Well-chosen insurance coverage can both protect the wealth you work so hard to build but also help you enrich it.
When Simon Tanner talks to his clients about insurance, he begins by asking them a simple question: “What is your greatest source of assets?” Clients often talk about their home or investment portfolio, but Tanner expects a different answer.
“In reality, your primary source of assets is your ability to earn income,” says Simon Tanner, senior advisor for Vancouver-based firm Dynamic Planning Partners. “When you look for insurance, you are looking to protect that asset. »
Insurance is an essential tool to help people protect and grow what they have worked for. For many, the challenge is deciding which type of insurance to buy from among the various products available.
Some people, including high net worth individuals, don’t believe they need additional insurance until they understand the benefits, such as effective tax planning and effortless transfer of assets to their estate.
“Insurance is not designed as an investment, but it is often recognized as such,” says Mark Arruda, associate vice-president, strategic business development and marketing actuary at Sun Life Financial in Waterloo.
Insurance includes 3 main components to consider to protect and build your wealth: life insurance benefits payable during the insured’s lifetime and segregated fund contracts.
Life insurance
There are 2 main types of life insurance: term life insurance and permanent life insurance.

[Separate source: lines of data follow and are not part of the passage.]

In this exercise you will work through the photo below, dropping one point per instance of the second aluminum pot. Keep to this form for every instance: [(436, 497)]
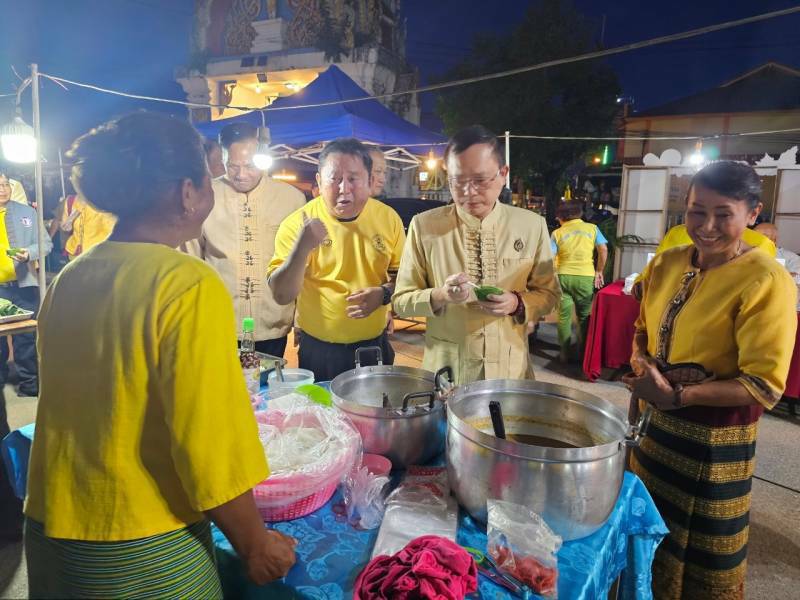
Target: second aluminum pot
[(397, 410), (573, 489)]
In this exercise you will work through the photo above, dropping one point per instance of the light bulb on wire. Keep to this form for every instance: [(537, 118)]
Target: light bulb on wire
[(262, 159), (431, 162), (18, 141)]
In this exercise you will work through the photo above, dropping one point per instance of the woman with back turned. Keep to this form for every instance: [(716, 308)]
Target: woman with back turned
[(144, 429), (712, 350)]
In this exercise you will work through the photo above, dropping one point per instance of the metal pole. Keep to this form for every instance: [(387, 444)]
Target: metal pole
[(61, 171), (508, 159), (37, 132)]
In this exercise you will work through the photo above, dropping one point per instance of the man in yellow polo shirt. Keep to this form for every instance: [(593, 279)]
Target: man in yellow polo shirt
[(338, 256), (573, 245)]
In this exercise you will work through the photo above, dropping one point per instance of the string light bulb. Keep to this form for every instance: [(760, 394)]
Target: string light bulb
[(262, 159), (432, 161), (18, 140)]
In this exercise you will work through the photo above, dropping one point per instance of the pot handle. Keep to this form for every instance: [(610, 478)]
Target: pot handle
[(375, 349), (639, 430), (429, 394), (437, 379)]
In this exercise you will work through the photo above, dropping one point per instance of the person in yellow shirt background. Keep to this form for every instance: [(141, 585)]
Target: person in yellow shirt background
[(573, 245), (85, 225), (19, 283), (338, 256), (144, 430)]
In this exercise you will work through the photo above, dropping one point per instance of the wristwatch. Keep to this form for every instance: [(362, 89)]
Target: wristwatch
[(677, 401), (387, 295), (519, 312)]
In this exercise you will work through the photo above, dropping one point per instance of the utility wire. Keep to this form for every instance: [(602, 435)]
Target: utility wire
[(712, 136), (459, 82)]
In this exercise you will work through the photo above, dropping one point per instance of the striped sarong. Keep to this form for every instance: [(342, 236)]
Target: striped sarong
[(178, 564), (699, 476)]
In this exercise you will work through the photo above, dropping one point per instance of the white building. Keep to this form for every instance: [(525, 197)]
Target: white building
[(249, 52)]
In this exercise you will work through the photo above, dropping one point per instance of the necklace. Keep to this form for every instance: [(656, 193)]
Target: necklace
[(696, 257)]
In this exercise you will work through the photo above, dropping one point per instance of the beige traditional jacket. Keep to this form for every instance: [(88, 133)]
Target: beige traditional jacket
[(238, 240), (510, 249)]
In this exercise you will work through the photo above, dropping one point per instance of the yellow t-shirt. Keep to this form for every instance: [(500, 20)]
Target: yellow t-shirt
[(7, 272), (678, 236), (89, 228), (144, 419), (573, 247), (739, 320), (361, 254)]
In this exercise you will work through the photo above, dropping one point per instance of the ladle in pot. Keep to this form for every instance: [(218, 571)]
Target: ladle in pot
[(497, 419)]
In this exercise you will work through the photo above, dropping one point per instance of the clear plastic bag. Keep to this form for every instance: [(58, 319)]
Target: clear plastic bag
[(523, 546), (420, 505), (364, 497), (309, 448)]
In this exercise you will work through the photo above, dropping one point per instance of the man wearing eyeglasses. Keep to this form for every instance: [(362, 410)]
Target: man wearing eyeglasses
[(338, 256), (477, 241), (238, 238)]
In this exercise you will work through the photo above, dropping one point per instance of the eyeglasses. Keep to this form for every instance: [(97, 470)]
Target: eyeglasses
[(479, 183)]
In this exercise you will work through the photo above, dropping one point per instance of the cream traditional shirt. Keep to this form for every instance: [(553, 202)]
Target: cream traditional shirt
[(510, 249), (238, 240)]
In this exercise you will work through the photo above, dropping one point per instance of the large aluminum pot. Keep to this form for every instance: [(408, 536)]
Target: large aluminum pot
[(574, 489), (397, 410)]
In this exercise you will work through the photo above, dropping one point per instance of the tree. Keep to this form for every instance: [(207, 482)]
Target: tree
[(576, 99)]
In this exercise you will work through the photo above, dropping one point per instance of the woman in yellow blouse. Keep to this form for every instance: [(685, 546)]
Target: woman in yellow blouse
[(712, 350), (86, 225), (144, 430)]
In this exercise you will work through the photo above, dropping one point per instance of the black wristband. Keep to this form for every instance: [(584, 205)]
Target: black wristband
[(387, 295)]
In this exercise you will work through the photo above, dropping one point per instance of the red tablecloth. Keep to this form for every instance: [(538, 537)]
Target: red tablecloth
[(611, 326), (793, 381)]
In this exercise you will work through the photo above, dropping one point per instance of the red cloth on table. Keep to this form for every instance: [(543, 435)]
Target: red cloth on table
[(611, 327), (428, 567), (793, 380)]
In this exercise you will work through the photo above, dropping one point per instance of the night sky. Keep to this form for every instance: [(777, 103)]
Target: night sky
[(135, 44)]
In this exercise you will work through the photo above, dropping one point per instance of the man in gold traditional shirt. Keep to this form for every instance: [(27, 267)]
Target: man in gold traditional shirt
[(479, 240), (238, 238)]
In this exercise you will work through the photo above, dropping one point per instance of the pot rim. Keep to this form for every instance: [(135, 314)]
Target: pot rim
[(529, 452), (378, 412)]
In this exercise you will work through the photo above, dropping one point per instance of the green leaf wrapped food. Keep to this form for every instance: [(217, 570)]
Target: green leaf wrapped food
[(484, 291)]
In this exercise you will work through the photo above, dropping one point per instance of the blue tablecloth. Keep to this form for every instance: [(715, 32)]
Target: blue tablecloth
[(331, 554), (15, 449)]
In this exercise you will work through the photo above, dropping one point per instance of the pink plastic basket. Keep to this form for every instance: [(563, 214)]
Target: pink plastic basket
[(283, 497)]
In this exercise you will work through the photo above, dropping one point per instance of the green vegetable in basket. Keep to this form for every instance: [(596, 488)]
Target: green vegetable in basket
[(484, 291), (315, 393), (7, 308)]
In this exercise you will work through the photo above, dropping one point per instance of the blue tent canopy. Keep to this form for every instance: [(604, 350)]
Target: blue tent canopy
[(368, 121)]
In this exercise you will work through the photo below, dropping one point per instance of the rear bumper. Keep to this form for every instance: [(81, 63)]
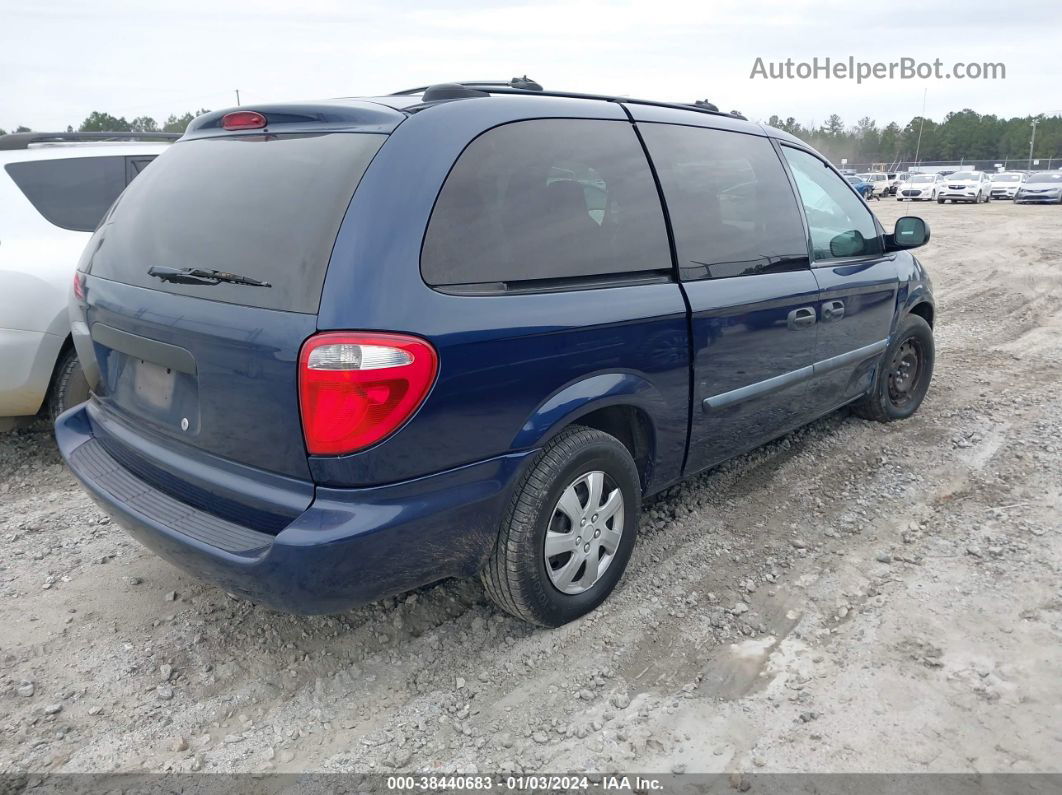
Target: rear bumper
[(28, 361), (349, 547)]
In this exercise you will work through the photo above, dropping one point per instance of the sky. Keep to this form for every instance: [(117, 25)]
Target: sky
[(64, 58)]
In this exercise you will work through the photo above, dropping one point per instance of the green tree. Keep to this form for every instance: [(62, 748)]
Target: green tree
[(101, 122), (144, 124), (178, 123)]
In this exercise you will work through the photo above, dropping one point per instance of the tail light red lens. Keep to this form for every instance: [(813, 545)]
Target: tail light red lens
[(243, 120), (356, 389)]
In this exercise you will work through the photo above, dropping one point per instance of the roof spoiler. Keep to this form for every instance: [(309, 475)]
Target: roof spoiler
[(23, 140), (526, 85)]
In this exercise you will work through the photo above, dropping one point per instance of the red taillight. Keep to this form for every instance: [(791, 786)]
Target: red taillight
[(355, 389), (243, 120)]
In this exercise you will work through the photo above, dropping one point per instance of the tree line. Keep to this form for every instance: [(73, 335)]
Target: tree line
[(103, 122), (965, 134)]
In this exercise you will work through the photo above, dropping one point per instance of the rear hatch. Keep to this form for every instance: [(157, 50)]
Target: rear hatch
[(192, 367)]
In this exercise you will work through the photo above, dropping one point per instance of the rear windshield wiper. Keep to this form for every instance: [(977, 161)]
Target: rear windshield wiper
[(202, 276)]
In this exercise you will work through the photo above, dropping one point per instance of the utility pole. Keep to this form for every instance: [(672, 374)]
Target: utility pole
[(922, 121), (1032, 140)]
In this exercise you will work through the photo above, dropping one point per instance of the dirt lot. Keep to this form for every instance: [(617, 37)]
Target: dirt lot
[(853, 598)]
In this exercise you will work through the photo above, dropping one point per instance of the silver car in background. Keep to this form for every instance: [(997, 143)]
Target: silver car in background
[(1042, 187), (1006, 184)]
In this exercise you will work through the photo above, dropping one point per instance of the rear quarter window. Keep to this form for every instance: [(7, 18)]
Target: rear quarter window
[(538, 201), (72, 193)]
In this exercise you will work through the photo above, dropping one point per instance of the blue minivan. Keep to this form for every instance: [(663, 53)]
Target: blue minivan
[(342, 349)]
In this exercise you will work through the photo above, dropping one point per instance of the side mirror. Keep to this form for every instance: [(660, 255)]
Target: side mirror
[(850, 243), (909, 232)]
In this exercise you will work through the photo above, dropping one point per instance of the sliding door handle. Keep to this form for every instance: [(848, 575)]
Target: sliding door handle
[(803, 317), (833, 310)]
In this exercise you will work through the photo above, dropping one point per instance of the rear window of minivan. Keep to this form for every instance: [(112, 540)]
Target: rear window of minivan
[(268, 207)]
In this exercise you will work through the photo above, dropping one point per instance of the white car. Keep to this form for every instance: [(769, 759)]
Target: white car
[(54, 189), (1006, 184), (885, 184), (920, 188), (965, 186)]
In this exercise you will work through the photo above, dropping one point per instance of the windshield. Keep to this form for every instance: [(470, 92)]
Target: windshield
[(266, 207)]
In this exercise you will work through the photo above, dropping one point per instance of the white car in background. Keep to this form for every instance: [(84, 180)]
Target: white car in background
[(965, 186), (885, 184), (1006, 184), (920, 188), (54, 189)]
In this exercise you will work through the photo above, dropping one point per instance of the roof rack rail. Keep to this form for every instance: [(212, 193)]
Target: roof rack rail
[(23, 140), (527, 86)]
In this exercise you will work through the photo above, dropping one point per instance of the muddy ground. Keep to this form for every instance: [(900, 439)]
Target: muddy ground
[(854, 597)]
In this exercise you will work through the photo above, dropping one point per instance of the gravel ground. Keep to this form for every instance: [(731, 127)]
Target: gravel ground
[(851, 598)]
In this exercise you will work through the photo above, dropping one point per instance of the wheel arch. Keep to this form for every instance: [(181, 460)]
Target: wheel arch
[(622, 404)]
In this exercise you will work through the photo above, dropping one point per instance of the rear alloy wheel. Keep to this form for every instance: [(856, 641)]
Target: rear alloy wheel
[(903, 376), (569, 531)]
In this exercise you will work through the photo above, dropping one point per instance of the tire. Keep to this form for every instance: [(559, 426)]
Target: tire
[(516, 576), (897, 393), (69, 386)]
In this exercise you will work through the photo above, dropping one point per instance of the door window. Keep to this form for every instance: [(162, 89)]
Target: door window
[(841, 225), (732, 208)]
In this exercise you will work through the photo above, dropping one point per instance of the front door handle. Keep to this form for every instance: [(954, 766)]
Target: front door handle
[(833, 310), (802, 317)]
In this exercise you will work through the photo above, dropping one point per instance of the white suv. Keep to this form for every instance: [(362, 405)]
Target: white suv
[(54, 188)]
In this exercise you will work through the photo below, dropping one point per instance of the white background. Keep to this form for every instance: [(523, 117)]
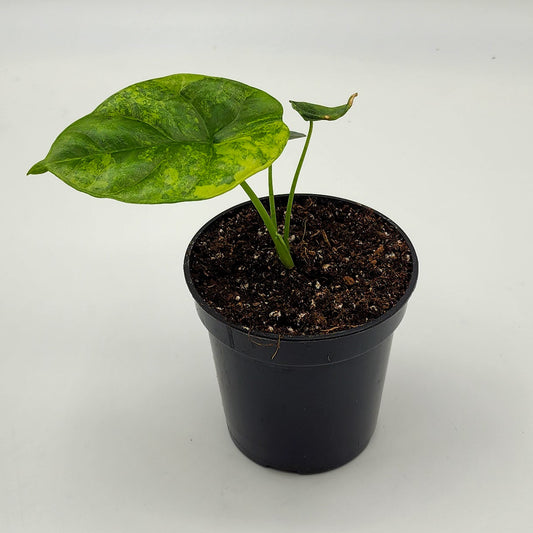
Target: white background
[(109, 408)]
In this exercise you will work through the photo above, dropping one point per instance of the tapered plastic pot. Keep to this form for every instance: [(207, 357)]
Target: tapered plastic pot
[(303, 404)]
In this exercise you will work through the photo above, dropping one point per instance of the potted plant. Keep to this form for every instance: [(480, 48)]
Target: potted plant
[(300, 302)]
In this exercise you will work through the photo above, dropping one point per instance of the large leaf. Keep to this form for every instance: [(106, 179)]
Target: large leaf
[(171, 139), (312, 112)]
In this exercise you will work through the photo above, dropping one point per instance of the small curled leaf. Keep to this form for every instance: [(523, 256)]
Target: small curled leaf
[(312, 112)]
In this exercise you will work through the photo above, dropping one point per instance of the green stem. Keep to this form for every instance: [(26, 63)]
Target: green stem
[(281, 246), (271, 198), (287, 228)]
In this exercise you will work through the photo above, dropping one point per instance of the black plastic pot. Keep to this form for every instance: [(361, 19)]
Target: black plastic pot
[(314, 406)]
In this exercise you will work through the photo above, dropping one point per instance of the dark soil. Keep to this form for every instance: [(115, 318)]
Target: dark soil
[(350, 267)]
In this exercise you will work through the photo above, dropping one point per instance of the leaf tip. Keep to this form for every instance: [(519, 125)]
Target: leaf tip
[(351, 99), (38, 168)]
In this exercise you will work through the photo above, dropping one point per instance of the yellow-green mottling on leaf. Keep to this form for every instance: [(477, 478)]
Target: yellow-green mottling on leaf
[(172, 139)]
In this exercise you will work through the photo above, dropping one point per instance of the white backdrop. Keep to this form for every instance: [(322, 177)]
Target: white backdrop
[(109, 408)]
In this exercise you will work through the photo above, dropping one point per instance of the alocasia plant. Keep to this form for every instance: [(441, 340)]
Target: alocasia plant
[(180, 138)]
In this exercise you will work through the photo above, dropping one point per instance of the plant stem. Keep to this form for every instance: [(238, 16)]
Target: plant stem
[(287, 228), (282, 247), (271, 198)]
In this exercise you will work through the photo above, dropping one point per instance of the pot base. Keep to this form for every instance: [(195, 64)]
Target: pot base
[(304, 468)]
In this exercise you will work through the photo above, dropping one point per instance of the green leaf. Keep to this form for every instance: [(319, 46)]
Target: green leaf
[(319, 112), (172, 139)]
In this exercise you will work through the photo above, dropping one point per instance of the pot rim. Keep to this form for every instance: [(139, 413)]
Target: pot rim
[(299, 338)]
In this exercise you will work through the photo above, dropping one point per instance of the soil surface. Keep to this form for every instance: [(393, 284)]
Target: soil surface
[(350, 267)]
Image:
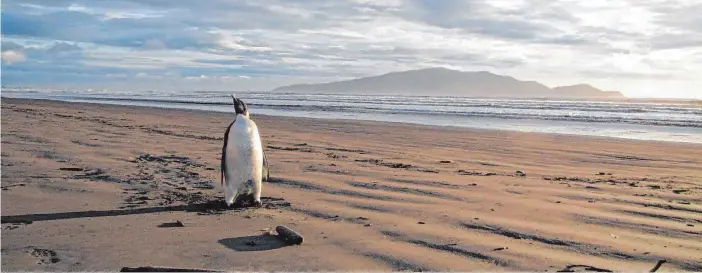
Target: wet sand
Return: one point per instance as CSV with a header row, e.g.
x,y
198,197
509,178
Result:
x,y
96,188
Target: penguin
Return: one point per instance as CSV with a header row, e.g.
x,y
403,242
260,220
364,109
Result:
x,y
242,164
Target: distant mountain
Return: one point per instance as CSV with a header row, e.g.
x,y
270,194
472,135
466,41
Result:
x,y
446,82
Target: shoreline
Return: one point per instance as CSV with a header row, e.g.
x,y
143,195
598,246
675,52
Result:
x,y
400,123
91,187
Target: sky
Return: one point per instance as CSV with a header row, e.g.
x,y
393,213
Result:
x,y
643,48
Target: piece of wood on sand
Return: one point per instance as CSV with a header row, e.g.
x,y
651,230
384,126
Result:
x,y
289,235
164,269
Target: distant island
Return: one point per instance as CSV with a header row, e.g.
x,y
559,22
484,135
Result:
x,y
447,82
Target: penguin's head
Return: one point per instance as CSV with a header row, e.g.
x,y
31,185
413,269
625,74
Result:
x,y
240,107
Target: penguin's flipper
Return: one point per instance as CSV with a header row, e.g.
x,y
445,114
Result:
x,y
266,173
223,161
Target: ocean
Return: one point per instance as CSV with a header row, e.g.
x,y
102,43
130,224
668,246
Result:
x,y
676,121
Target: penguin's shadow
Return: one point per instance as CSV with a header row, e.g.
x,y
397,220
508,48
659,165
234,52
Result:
x,y
253,243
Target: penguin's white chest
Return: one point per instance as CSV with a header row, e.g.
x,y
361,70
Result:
x,y
243,161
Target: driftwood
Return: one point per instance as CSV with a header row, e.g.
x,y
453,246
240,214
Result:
x,y
658,265
164,269
596,269
289,235
570,268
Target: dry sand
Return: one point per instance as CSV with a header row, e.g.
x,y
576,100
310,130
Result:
x,y
366,196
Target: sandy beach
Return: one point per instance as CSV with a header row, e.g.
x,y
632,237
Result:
x,y
89,187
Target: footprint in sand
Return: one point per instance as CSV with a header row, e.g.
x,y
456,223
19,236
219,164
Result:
x,y
45,256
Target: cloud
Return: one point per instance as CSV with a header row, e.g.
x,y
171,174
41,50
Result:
x,y
260,44
11,56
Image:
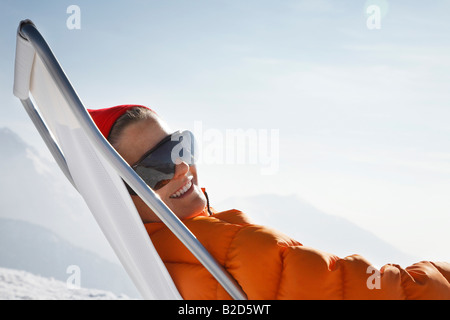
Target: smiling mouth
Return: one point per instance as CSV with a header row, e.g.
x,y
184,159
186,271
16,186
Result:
x,y
182,190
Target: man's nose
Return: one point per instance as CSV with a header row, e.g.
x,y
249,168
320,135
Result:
x,y
181,169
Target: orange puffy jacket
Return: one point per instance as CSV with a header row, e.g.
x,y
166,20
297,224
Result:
x,y
269,265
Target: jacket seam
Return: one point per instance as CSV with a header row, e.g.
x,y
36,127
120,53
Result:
x,y
227,258
277,292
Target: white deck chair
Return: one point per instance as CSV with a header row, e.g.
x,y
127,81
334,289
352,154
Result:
x,y
96,170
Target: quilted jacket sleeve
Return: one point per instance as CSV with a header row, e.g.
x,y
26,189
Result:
x,y
270,265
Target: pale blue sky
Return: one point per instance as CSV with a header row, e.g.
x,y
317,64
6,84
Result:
x,y
362,114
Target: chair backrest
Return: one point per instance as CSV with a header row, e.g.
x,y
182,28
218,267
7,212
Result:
x,y
96,171
94,178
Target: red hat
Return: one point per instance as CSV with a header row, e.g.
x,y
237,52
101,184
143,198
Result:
x,y
106,117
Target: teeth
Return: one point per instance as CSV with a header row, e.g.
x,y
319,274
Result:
x,y
182,190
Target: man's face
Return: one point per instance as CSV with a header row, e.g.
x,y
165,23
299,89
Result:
x,y
182,193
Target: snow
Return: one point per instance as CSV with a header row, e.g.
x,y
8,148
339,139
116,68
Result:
x,y
21,285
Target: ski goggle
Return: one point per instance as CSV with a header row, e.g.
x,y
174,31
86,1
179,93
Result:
x,y
157,166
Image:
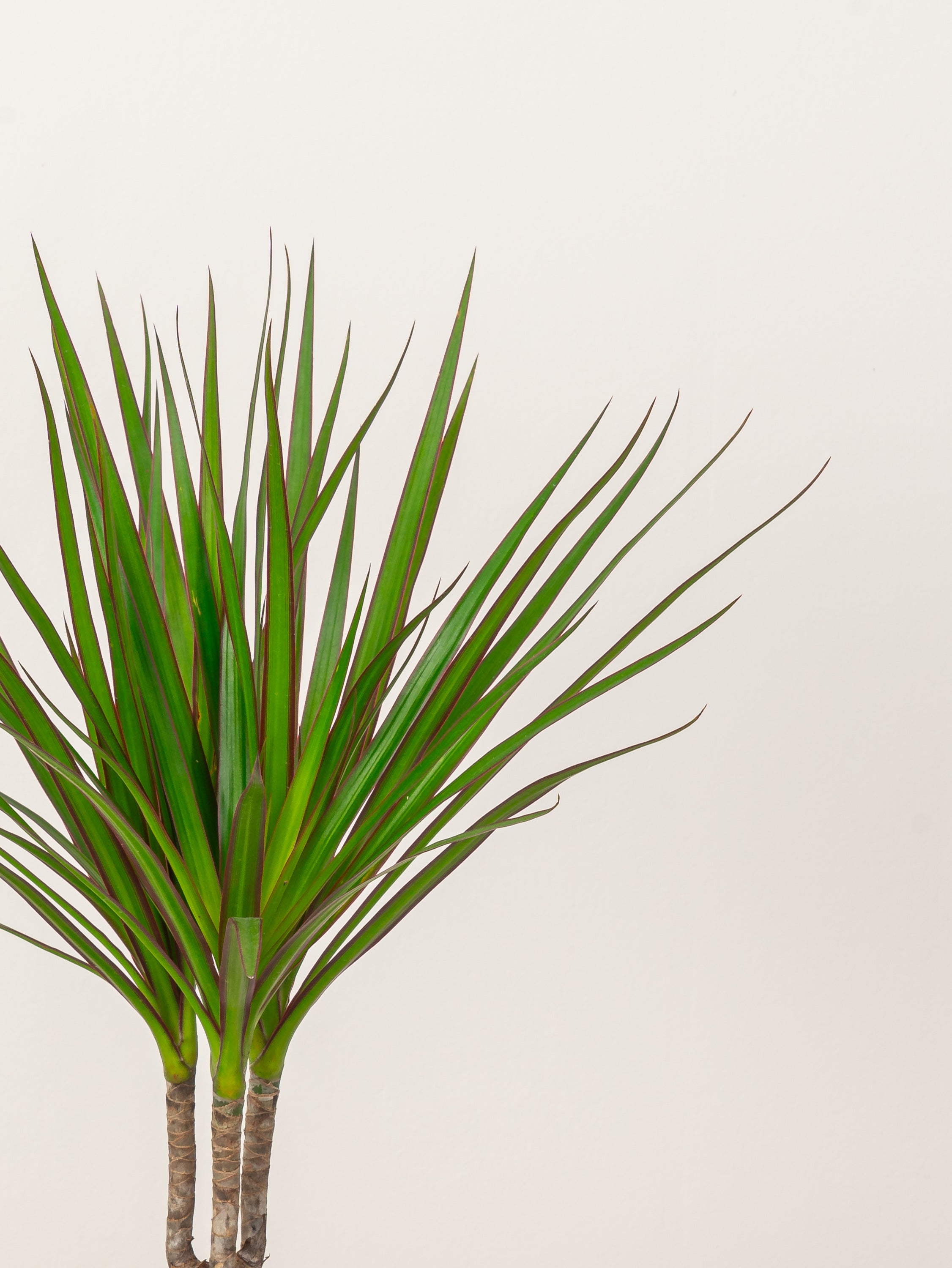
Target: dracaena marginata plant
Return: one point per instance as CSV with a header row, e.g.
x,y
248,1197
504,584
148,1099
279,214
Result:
x,y
233,828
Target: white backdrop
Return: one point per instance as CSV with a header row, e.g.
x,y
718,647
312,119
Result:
x,y
701,1015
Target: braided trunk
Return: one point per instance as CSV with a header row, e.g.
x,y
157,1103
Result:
x,y
181,1124
226,1181
257,1166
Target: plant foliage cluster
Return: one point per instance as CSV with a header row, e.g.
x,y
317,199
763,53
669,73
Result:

Term life insurance, as the name suggests, is temporary. Its maturity often varies from 10 to 30 years, with an option to renew or convert at the end of the covered period. Mr Arruda explains that a business owner could choose 20-year term insurance if he plans to retire in 20 years, just as a homeowner could choose 10-year term insurance if he remains 10 years of repayment on his mortgage and that he seeks to protect the roof which shelters his family if he were to die first.
On the other hand, permanent life insurance lasts for life and, in addition to providing benefits in the event of death, is often used for tax planning purposes or to settle outstanding debts at the time of death. “As long as you pay your premium, this insurance is in effect until your death,” says Arruda.
Benefits payable during the lifetime of the insured
Several benefits payable during your lifetime are available to you:
Disability insurance covers you if an illness or injury renders you unable to work. It replaces part of your income lost during your recovery.
Critical illness insurance covers a range of illnesses, depending on the policy, such as cancer, heart attack or stroke. After the prescribed elimination period, you can receive a lump sum payment that gives you more financial flexibility so you can focus on your recovery.
Long-term care insurance is beneficial later in life if you become physically or mentally dependent on other people for care. You can use the regular benefit amounts to pay for care received at home or in the establishment of your choice.
Arruda recommends that you don’t wait until retirement to think about how you’ll fund ever-increasing health care costs. It is essential to incorporate health care needs into an overall plan to make all options available if you develop a chronic health condition.
“If you don’t have long-term care insurance to cover these additional costs, they will eat away at the financial capital you have accumulated,” he says.
Arruda also recommends buying life insurance and life insurance in addition to what you get from an employer to reduce the risk of running out of money or losing coverage.
“The biggest risk inherent in relying solely on benefits paid by your employer is that if you no longer work for them, the insurance protections will disappear,” he says.
This is all the more important because nowadays we tend to change jobs more frequently than before. So we may find ourselves working for an employer with reduced coverage or decide to be self-employed.
At that point, “ you might find yourself at an age where it’s harder to get the cover.